It makes you think, or at least it should. If btc is useful, it's bc of these sacrifices it made in its design; so then building something on top of something useful is hard, but if you can do it, that thing will also be useful.
Solana and other centralized chains are not useful in the same way that btc is useful -- they violate the principles around decentralization in service of the things that that's in service of, so if they're useful, it must be in some other way that is not clear to me. Even if you can build way more apps on top of it, you've built it on a foundation that may not have any real purpose to exist.
Except! If you build stuff that is so useful that it gives the underlying a reason to exist. In this case: exactly how decentralized, and in what aspects of decentralization, must the underlying be, to usefully support the app built on top of it? Btc goes as far as you can go. But do you always have to go that far? If the btc ecosystem is pure in a way that Solana is not, is it clear that such purity is required for all use cases?

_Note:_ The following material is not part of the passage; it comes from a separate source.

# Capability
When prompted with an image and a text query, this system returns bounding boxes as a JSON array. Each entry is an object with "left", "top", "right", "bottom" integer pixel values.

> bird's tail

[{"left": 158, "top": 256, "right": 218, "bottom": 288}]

I am very confused by many things in life, but one thing I don't think that I'm confused about is that there will be a gradient of these tradeoffs that prove useful, as demonstrated by their continuing existence in the real world. I know btc is useful and will stay useful. I don't know how true that is for other things, but I'm convinced there will be more than zero of them kicking around a decade from now.
Agreed, if it's not fully decentralized:
  1. It might as well just be a business
  2. It is a security, with everything that implies.
I haven't looked at it recently, but Hedera was basically a company with a patented and decentralized blockchain, doing ledgers for big companies. I think that model worked fine. However, you can't call hedera "money".
Likewise Eth isn't money. Some great stuff could come out of the project anyway. But with so many of these alts, I just don't see why it couldn't be a company with redundant servers, like Google or Amazon. What does "decentralization" get you when there's a controlling entity obligated to government?